Terminologies We make frequent references to the Transformer architecture and use the conventional terminologies for its dimensions. We call its hidden size, or the size of its activations, $d_{m o d e l}$ . We use $W_{q}$ , $W_{k}$ , $W_{v}$ , and $W_{o}$ to refer to the query/key/value/output projection matrices in the self-attention module. $W$ or $W_{0}$ refers to a pre-trained weight matrix and $Δ W$ its update during adaptation. We use $r$ to denote the rank of a LoRA module.

术语我们频繁引用Transformer架构，并使用其维度的常规术语。我们将隐藏层大小，即激活值的大小，称为 $d_{m o d e l}$ 。我们用 $W_{q}$ 、 $W_{k}$ 、 $W_{v}$ 和 $W_{o}$ 来指代自注意力模块中的查询/键/值/输出投影矩阵。 $W$ 或 $W_{0}$ 指预训练权重矩阵， $Δ W$ 指其在适配过程中的更新。我们用 $r$ 表示LoRA模块的秩。

Problem Statement

While our proposal is agnostic to the training objective, we focus on language modeling as the primary use case. Below is a brief description of the language modeling problem and, in particular, the maximization of conditional probabilities given a task-specific prompt.

尽管我们的提议与训练目标无关，但我们专注于语言建模作为主要用例。以下是语言建模问题，特别是给定特定任务提示的条件概率最大化问题的简要描述。

Suppose we are given a pre-trained autoregressive language model $p_{Φ} (y | x)$ that is parametrized by $Φ$ . For instance, $p_{Φ} (y | x)$ can be a generic multi-task learner such as GPT-2 or GPT-3 based on the Transformer architecture. Now, consider adapting this pre-trained model to (possibly multiple) downstream conditional text generation tasks, such as summarization, machine reading comprehension (MRC), and natural language to SQL (NL2SQL). Each downstream task is represented by a training dataset of context-target pairs: $Z = {(x_{i}, y_{i})}_{i = 1, \dots, N}$ , where both $x_{i}$ and $y_{i}$ are sequences of tokens. For example, in NL2SQL, $x_{i}$ is a natural language query and $y_{i}$ its equivalent SQL command; for summarization, $x_{i}$ is the content of an article and $y_{i}$ its short summary.
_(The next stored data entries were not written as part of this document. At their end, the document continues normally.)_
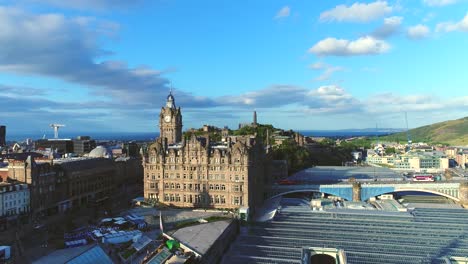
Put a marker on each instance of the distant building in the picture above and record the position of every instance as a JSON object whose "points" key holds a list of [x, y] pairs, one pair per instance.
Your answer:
{"points": [[14, 199], [89, 181], [60, 184], [128, 171], [83, 144], [2, 136], [417, 161], [197, 172], [61, 146]]}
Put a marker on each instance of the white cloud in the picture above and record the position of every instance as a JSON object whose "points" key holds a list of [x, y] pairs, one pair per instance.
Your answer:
{"points": [[327, 70], [342, 47], [283, 13], [358, 12], [453, 26], [439, 2], [418, 32], [390, 27]]}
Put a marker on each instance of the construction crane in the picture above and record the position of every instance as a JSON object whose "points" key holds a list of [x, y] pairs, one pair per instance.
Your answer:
{"points": [[56, 127], [408, 146]]}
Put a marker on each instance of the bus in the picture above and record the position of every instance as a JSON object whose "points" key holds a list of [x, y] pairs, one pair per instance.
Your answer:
{"points": [[428, 177]]}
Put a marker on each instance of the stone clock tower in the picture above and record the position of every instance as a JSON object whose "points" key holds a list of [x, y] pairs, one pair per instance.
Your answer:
{"points": [[170, 121]]}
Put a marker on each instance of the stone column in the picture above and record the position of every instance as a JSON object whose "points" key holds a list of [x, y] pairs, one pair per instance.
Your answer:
{"points": [[463, 194], [356, 192]]}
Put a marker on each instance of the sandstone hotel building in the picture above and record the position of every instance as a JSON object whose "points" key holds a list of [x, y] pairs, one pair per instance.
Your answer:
{"points": [[198, 172]]}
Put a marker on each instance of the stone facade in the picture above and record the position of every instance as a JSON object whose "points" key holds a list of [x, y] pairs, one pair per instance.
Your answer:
{"points": [[58, 185], [170, 121], [197, 172]]}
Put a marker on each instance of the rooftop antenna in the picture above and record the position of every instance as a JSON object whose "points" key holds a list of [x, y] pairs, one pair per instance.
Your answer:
{"points": [[56, 127]]}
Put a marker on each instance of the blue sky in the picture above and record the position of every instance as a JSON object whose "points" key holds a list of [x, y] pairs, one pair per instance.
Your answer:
{"points": [[102, 65]]}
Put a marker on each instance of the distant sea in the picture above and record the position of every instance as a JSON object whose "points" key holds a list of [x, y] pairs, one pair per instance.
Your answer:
{"points": [[149, 136], [342, 133]]}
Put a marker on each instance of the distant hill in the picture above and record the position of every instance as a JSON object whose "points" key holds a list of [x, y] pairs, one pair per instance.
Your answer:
{"points": [[452, 132]]}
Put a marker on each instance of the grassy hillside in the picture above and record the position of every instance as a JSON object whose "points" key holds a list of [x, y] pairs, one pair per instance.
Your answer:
{"points": [[453, 132]]}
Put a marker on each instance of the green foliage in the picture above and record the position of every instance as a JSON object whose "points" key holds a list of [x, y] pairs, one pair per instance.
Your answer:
{"points": [[298, 157], [390, 150]]}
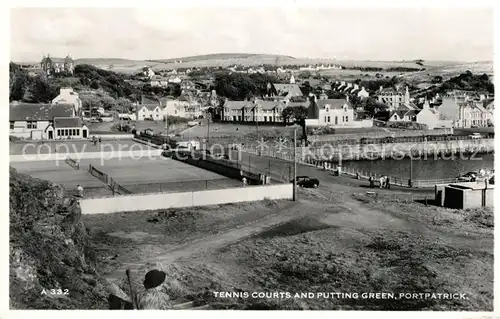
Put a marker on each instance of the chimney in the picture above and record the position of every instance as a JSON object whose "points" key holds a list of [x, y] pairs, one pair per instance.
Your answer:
{"points": [[426, 105]]}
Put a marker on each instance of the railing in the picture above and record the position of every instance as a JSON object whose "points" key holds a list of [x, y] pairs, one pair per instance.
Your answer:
{"points": [[71, 162]]}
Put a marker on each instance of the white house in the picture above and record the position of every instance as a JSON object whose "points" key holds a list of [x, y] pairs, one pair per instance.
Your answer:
{"points": [[184, 106], [175, 80], [41, 121], [466, 113], [148, 72], [67, 128], [149, 109], [68, 96], [331, 112], [428, 116], [363, 93], [253, 111], [159, 81]]}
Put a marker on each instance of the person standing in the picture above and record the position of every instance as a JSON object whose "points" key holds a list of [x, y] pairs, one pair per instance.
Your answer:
{"points": [[79, 188]]}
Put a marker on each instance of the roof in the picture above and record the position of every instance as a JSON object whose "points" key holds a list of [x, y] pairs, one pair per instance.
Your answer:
{"points": [[399, 113], [333, 103], [150, 107], [145, 100], [238, 105], [292, 89], [298, 104], [57, 60], [39, 112], [60, 122], [269, 105]]}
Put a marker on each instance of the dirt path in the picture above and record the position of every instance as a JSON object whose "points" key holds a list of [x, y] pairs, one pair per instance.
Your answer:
{"points": [[360, 215], [220, 240]]}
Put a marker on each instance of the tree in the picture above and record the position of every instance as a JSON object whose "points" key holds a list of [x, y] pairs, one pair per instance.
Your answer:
{"points": [[299, 115], [437, 79], [287, 114], [18, 85]]}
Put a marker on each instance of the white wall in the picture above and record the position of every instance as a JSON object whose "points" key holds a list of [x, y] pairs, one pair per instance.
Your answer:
{"points": [[129, 203], [86, 155]]}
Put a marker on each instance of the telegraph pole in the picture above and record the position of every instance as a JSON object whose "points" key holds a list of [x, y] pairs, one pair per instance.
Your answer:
{"points": [[209, 117], [294, 165]]}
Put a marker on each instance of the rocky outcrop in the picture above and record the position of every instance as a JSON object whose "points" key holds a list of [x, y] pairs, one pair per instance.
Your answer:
{"points": [[52, 265]]}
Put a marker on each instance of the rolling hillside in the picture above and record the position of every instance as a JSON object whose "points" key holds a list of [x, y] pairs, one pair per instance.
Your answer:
{"points": [[247, 59]]}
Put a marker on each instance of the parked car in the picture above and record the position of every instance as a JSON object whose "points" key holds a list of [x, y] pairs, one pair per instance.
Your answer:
{"points": [[475, 136], [167, 153], [468, 177], [306, 181]]}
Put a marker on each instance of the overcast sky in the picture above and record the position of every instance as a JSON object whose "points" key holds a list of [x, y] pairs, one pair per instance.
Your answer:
{"points": [[452, 34]]}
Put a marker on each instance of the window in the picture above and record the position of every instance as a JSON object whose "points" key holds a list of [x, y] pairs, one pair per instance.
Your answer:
{"points": [[31, 124]]}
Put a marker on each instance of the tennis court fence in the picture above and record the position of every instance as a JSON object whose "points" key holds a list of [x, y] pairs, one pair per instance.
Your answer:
{"points": [[71, 162]]}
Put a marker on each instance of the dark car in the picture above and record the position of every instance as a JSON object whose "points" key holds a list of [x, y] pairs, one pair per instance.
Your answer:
{"points": [[306, 181]]}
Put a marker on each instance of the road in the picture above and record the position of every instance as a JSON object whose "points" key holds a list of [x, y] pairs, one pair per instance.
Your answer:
{"points": [[282, 171]]}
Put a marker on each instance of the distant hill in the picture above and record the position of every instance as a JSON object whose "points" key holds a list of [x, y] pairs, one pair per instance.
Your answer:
{"points": [[222, 56]]}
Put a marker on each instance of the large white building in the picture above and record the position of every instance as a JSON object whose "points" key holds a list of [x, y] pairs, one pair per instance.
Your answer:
{"points": [[330, 112], [69, 96], [149, 109], [466, 113], [45, 121], [253, 111], [183, 106]]}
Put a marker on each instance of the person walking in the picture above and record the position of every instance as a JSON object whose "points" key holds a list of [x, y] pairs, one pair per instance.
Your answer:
{"points": [[79, 188], [382, 181]]}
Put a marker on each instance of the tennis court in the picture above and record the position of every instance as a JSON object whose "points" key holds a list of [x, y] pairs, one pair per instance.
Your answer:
{"points": [[62, 147], [159, 174], [61, 173]]}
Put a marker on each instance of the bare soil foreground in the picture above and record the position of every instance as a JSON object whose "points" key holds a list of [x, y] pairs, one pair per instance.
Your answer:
{"points": [[319, 244]]}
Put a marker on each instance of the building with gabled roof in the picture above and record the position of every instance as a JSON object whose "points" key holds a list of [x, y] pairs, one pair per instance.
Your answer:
{"points": [[149, 109], [253, 111], [51, 65], [285, 91], [330, 112], [45, 121]]}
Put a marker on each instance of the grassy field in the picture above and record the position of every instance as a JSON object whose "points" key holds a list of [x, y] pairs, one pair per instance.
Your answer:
{"points": [[61, 173], [63, 147], [226, 60]]}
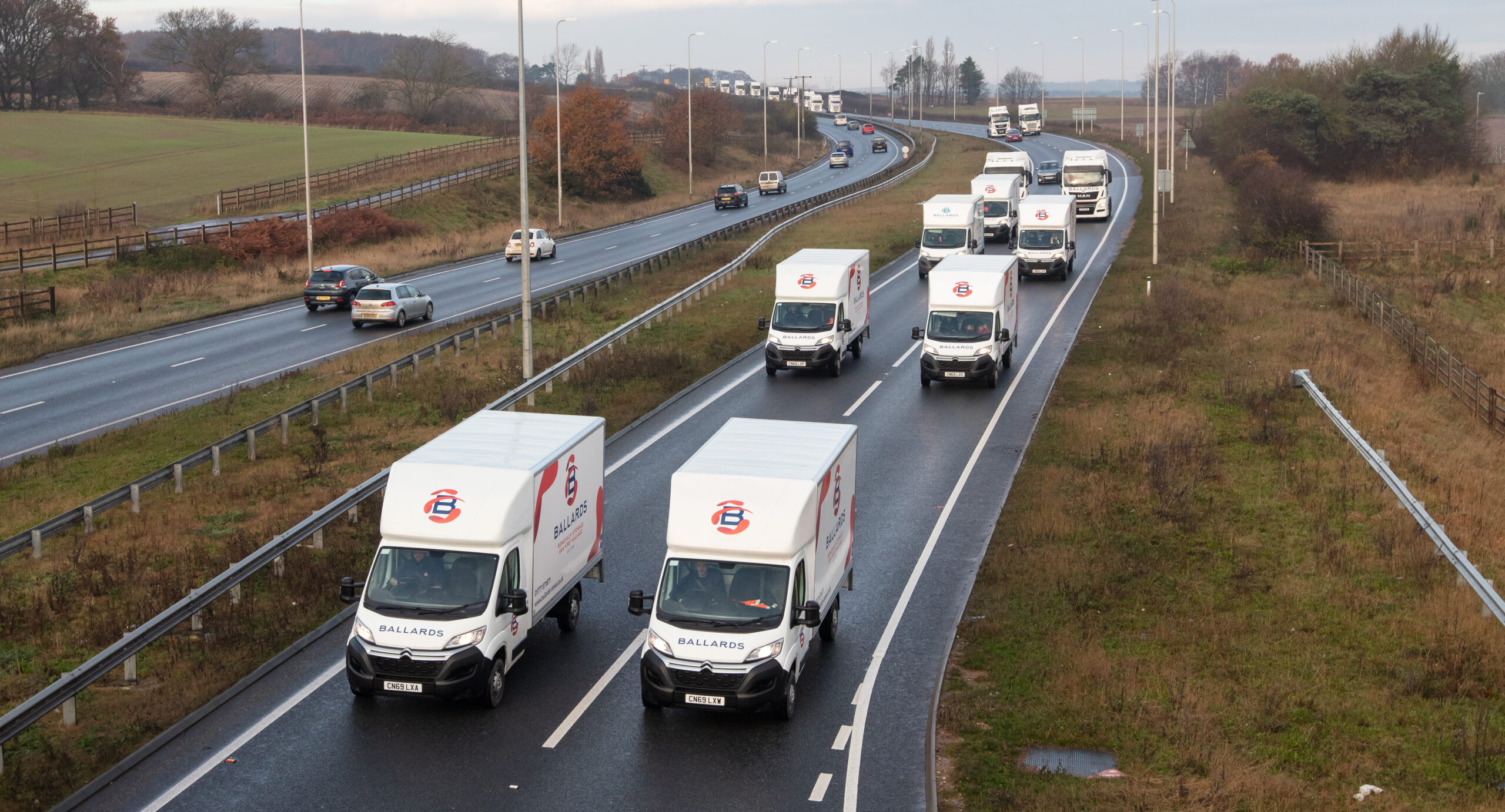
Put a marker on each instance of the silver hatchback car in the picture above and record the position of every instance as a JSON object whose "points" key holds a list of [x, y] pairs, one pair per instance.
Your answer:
{"points": [[390, 303]]}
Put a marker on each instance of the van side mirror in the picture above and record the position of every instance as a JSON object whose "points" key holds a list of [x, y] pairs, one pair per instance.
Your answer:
{"points": [[348, 587], [809, 614], [638, 603]]}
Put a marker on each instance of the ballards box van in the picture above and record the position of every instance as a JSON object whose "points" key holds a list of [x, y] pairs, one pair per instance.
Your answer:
{"points": [[952, 224], [485, 531], [1001, 196], [821, 310], [974, 321], [1011, 163], [1086, 176], [759, 543], [1046, 237]]}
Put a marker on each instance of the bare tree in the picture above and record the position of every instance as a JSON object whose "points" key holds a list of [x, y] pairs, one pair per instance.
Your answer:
{"points": [[426, 71], [214, 44]]}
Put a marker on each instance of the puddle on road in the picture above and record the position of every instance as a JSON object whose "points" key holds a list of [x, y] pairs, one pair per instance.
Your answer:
{"points": [[1069, 761]]}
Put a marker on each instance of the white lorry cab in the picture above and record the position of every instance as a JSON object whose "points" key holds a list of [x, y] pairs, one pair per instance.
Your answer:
{"points": [[1011, 163], [1046, 237], [950, 224], [998, 121], [974, 321], [1086, 176], [485, 531], [821, 307], [1030, 119], [1001, 197], [759, 543]]}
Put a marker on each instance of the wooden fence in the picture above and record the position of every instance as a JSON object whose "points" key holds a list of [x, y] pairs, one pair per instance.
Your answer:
{"points": [[1481, 399], [77, 223], [20, 306]]}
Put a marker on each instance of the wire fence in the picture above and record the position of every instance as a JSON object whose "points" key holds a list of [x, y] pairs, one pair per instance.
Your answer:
{"points": [[63, 690], [1481, 399]]}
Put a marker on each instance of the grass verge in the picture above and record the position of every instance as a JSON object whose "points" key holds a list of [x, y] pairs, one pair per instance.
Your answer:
{"points": [[1197, 573]]}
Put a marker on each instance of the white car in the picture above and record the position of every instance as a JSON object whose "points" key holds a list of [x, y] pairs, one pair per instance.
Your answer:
{"points": [[541, 246], [390, 303]]}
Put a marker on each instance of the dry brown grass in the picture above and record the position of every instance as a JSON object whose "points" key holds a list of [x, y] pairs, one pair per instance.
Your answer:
{"points": [[1195, 572]]}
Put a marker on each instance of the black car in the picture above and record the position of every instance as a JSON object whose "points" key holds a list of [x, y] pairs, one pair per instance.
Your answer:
{"points": [[732, 196], [336, 284]]}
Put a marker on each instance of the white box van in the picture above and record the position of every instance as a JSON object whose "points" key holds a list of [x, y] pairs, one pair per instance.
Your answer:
{"points": [[821, 310], [1011, 163], [1001, 197], [1086, 176], [485, 531], [952, 224], [974, 321], [1046, 237], [759, 543]]}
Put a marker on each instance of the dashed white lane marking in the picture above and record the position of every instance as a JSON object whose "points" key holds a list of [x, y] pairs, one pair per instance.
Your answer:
{"points": [[819, 793], [864, 397]]}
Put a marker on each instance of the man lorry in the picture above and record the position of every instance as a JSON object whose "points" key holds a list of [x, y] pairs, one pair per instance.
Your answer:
{"points": [[759, 542], [821, 308], [485, 531], [997, 121], [950, 224], [1046, 237], [1011, 163], [1001, 196], [974, 321], [1030, 119], [1086, 176]]}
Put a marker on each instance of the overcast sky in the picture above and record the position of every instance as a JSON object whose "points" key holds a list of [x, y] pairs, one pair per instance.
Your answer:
{"points": [[654, 32]]}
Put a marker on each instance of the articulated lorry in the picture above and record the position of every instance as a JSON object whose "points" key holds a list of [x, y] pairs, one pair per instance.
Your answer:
{"points": [[759, 542], [485, 531], [997, 121], [1086, 176], [974, 319], [821, 310]]}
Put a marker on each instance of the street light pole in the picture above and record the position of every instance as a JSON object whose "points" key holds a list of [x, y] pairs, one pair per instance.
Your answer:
{"points": [[690, 118], [307, 187], [559, 125], [765, 97]]}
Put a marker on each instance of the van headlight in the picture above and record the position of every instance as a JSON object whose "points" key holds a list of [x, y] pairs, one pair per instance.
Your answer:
{"points": [[765, 652], [660, 644], [470, 638]]}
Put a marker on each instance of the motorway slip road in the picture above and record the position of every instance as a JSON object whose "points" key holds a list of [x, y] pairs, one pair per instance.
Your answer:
{"points": [[934, 469], [74, 394]]}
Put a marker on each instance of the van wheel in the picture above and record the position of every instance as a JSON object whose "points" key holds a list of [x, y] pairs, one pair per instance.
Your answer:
{"points": [[569, 617], [496, 680]]}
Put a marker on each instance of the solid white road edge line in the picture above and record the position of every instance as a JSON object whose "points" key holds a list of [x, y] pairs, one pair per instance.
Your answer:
{"points": [[240, 741], [866, 690], [861, 399], [595, 690]]}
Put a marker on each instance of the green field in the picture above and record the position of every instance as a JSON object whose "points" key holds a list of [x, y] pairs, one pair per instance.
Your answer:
{"points": [[165, 165]]}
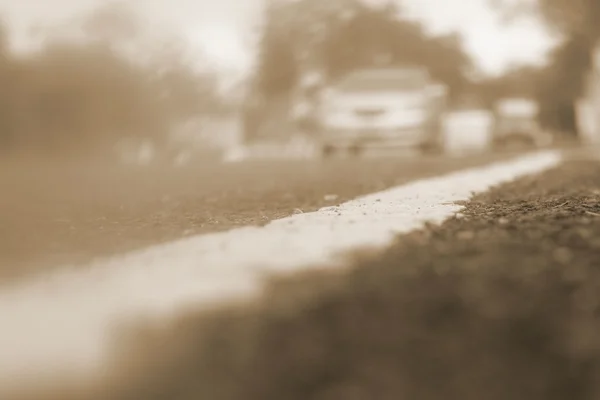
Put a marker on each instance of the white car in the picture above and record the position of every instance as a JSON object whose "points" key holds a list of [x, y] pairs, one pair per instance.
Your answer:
{"points": [[382, 108], [517, 125]]}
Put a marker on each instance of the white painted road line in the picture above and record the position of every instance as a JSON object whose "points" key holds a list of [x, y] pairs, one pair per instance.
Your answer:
{"points": [[64, 322]]}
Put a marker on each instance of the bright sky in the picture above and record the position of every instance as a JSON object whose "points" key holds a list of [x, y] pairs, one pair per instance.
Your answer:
{"points": [[224, 28]]}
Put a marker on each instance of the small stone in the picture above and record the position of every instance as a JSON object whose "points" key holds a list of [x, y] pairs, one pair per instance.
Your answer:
{"points": [[465, 235], [563, 255]]}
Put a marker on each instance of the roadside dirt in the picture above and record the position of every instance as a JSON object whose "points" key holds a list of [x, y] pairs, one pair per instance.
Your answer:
{"points": [[55, 214], [500, 303]]}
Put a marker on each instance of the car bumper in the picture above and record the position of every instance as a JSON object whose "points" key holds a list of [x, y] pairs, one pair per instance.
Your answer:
{"points": [[392, 137]]}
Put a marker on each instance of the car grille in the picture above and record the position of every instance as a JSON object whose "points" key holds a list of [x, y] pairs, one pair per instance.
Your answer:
{"points": [[369, 112]]}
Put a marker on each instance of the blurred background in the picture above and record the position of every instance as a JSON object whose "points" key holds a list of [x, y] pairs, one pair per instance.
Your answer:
{"points": [[186, 80]]}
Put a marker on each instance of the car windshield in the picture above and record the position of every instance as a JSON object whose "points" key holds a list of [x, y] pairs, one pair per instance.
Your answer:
{"points": [[375, 81]]}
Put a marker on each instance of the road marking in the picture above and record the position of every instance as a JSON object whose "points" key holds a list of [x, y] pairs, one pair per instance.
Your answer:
{"points": [[64, 322]]}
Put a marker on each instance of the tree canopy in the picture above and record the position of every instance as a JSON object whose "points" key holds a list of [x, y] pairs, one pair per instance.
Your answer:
{"points": [[105, 82], [340, 35], [561, 84]]}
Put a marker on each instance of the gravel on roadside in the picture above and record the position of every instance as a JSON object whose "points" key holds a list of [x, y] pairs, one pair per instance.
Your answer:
{"points": [[500, 303]]}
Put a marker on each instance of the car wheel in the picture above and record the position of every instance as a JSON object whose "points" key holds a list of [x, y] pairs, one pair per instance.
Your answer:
{"points": [[327, 151]]}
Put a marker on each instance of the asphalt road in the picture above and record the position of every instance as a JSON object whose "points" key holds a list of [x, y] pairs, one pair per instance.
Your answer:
{"points": [[500, 302], [56, 214]]}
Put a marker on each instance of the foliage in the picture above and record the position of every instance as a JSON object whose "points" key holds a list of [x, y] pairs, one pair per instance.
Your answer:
{"points": [[87, 91], [338, 36], [576, 21]]}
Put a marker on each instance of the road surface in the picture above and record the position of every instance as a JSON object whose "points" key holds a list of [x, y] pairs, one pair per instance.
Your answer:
{"points": [[498, 299]]}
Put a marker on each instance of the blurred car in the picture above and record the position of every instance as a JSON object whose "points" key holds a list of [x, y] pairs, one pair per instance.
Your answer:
{"points": [[517, 126], [382, 107]]}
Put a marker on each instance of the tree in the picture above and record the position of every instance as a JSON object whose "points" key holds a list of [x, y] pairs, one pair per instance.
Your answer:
{"points": [[338, 36], [576, 22]]}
假设我们有一个预训练的自回归语言模型 $p_{Φ} (y | x)$ ，由参数 $Φ$ 参数化。例如， $p_{Φ} (y | x)$ 可以是一个通用的多任务学习器，如基于Transformer架构的 GPT-2 或 GPT-3 。现在，考虑将这个预训练模型适配到（可能的多个）下游条件文本生成任务，如摘要、机器阅读理解（MRC）和自然语言到SQL（NL2SQL）。每个下游任务由一个上下文-目标对的训练数据集表示： $Z = {(x_{i}, y_{i})}_{i = 1, \dots, N}$ ，其中 $x_{i}$ 和 $y_{i}$ 都是token序列。例如，在NL2SQL中， $x_{i}$ 是一个自然语言查询， $y_{i}$ 是其等价的SQL命令；对于摘要， $x_{i}$ 是一篇文章的内容， $y_{i}$ 是其简短摘要。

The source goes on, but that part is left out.